Wouter, thanks for your time this evening. Firstly, I just want to get a sense from you – why do you think people fall for these types of schemes in the first place?
WOUTER FOURIE: I think most people are lured into these schemes by trust, trusting friends and family who told them about these incredible returns that they’ve received on the investment – 30%, 50%, 100% – whereas the banks are only paying you 5% or 6%. I think that’s the start of it – being lured into this by trust, trusting other people.
SIKI MGABADELI: We’ve seen news reports of MMM Global, we’ve seen the reaction from the South African side. What’s you sense of this whole story?
WOUTER FOURIE: Usually where there is smoke there is fire. And I usually tell people if it walks like a duck and it quacks like a duck it usually is a duck. And MMM, if you look at the basics of it, is a duck.

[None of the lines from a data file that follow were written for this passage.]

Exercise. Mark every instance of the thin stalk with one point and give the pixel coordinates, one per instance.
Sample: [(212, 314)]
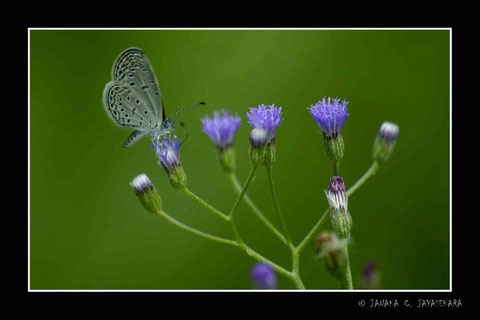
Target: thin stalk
[(336, 168), (297, 280), (312, 232), (370, 172), (255, 210), (347, 282), (205, 204), (277, 207), (244, 190), (199, 233)]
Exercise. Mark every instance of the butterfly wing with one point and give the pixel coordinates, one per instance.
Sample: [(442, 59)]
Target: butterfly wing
[(127, 109), (133, 70)]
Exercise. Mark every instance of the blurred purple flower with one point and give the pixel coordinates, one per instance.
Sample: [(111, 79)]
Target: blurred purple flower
[(263, 276), (167, 152)]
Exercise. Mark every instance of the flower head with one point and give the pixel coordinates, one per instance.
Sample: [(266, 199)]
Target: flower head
[(388, 132), (221, 128), (264, 121), (385, 141), (167, 152), (330, 115), (141, 183), (263, 276), (147, 194), (336, 195), (338, 201)]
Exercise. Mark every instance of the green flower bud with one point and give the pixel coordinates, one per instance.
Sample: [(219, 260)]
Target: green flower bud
[(334, 146), (385, 141), (227, 157), (147, 194), (331, 248), (338, 201), (177, 176)]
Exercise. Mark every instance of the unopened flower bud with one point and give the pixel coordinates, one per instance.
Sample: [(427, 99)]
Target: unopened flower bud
[(385, 141), (167, 152), (338, 201), (147, 194), (263, 276), (331, 248)]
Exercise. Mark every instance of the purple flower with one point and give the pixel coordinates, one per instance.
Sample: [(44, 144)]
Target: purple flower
[(330, 115), (168, 153), (263, 276), (388, 132), (221, 128), (264, 121)]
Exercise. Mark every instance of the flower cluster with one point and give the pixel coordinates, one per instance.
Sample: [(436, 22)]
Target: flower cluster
[(338, 201), (264, 120), (167, 152), (385, 141), (330, 115), (146, 192), (221, 128)]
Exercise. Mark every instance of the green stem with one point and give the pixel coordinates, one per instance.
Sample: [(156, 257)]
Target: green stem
[(277, 207), (347, 275), (336, 168), (370, 172), (244, 190), (195, 231), (204, 204), (312, 232), (253, 207), (297, 280), (252, 253)]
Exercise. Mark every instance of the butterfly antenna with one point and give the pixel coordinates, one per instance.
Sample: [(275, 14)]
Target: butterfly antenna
[(186, 135), (186, 108)]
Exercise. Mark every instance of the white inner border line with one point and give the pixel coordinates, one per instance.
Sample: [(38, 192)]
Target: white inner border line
[(249, 290)]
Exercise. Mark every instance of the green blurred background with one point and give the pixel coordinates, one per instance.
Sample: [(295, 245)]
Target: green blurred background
[(88, 230)]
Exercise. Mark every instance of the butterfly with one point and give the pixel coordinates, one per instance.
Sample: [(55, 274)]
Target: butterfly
[(133, 99)]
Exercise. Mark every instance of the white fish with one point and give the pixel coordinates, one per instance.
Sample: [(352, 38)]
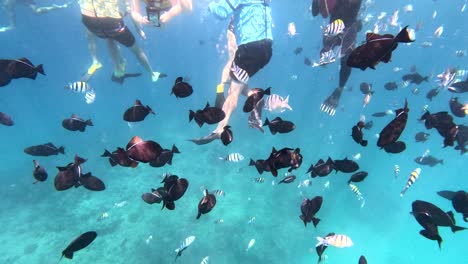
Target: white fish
[(339, 241), (251, 243), (205, 260), (277, 104), (438, 32), (187, 242), (233, 157)]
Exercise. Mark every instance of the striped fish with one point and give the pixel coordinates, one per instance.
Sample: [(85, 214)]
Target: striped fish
[(277, 104), (396, 170), (413, 177), (339, 241), (189, 240), (233, 157), (205, 260), (334, 28), (78, 87)]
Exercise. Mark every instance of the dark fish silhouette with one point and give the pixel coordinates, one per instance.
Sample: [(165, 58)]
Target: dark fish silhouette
[(20, 68), (421, 137), (226, 135), (6, 119), (181, 89), (321, 168), (357, 134), (143, 151), (47, 149), (210, 115), (165, 157), (346, 165), (358, 177), (439, 217), (279, 125), (415, 78), (39, 172), (120, 157), (206, 204), (255, 96), (378, 48), (391, 86), (79, 243), (309, 208), (456, 107), (395, 147), (428, 160), (74, 123), (91, 182), (459, 201), (137, 113), (393, 130)]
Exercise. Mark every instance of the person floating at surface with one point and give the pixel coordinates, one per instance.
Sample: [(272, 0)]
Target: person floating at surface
[(252, 28), (347, 11), (9, 6), (103, 18)]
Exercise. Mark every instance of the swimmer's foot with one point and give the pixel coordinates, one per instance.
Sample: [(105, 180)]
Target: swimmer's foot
[(206, 139), (331, 103)]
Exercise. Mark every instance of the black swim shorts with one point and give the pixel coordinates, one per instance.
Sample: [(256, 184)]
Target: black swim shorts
[(250, 58), (107, 27)]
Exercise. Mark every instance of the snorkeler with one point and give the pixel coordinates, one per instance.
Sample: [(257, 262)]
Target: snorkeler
[(103, 18), (9, 6), (347, 11), (252, 28)]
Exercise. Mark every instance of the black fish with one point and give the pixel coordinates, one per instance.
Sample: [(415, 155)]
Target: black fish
[(391, 86), (6, 119), (143, 151), (309, 208), (357, 134), (432, 93), (346, 165), (459, 201), (226, 135), (439, 217), (321, 168), (414, 78), (15, 69), (391, 132), (456, 107), (181, 89), (366, 88), (210, 115), (279, 125), (120, 157), (378, 48), (47, 149), (288, 179), (206, 204), (79, 243), (297, 50), (91, 182), (74, 123), (459, 87), (358, 177), (255, 95), (39, 172), (421, 137), (137, 113), (165, 157), (395, 147), (428, 160)]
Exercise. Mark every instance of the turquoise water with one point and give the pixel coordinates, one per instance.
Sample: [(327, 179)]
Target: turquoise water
[(38, 222)]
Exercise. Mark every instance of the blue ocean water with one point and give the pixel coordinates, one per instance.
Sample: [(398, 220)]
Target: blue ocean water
[(38, 222)]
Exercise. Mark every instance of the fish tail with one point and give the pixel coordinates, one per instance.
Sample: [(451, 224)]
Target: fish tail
[(40, 69)]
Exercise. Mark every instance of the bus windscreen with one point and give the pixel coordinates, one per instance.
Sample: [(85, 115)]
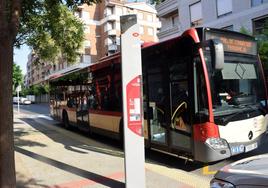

SIKI MGABADELI: There are certain aspects that you need to look at in Ponzi schemes. One is usually a very aggressive return on investment and also the fact that you need to refer people to the scheme to make it work. So if, for example, they are offering you an inflated, really, really, high rate of return, that’s an alarm bell number one?
WOUTER FOURIE: That’s right.
SIKI MGABADELI: Number two, if it all requires you to bring somebody else in, that is also one.
WOUTER FOURIE: To feed the system, yes.
SIKI MGABADELI: So how do these things work? Are the people who invested earlier the ones who make money?
WOUTER FOURIE: Yes. What usually happens is you’ll have one or two people who start this. They invest R100 each, and you get a third person who brings in R300 and then number one takes the R300. But they need to refer somebody else to feed the person who bought in number two to get his R300. So that’s how it works.
Now in the beginning it works very nicely. But your problem is that, as soon as it picks up speed, the amount of new people that need to be referred is so much more. Then you run into the problem that you don’t have enough people feeding the system and it starts collapsing because then number one, two and three don’t get their money any more and stop contributing. And that’s when it falls apart.
SIKI MGABADELI: The proponents and those who defend MMM call it a social financial network. They say we are helping each other. It’s like stokvel. How does it differ from a stokvel?
WOUTER FOURIE: There is a huge difference between the two. First of all, stokvels need to be registered in South Africa in terms of legislation. They also need to be part of the National Association of Stokvels in South Africa, so it’s a regulated system. Stokvels are good. There is nothing wrong with a stokvel.
MMM is not a stokvel. One of the aspects of a stokvel is usually people who know each other are part of a stokvel. And MMM is open to the public. The problem with MMM is that it’s providing aggressive returns on investment.
The question that you need to ask yourself is a very basic question. Take all the emotion out of it, just take five minutes and think about it – where does the money come from? How do they generate these returns?
SIKI MGABADELI: Are they selling a product, is this a service?
WOUTER FOURIE: There are no products, there is no investment asset – where does the money come from? And in my personal opinion this is organised crime. This is the best organised crime in the world because what’s happening is you are actually stealing money from your friends if you participate in this, because where does the money come from?
SIKI MGABADELI: We’ll leave it there. Thanks, Wouter.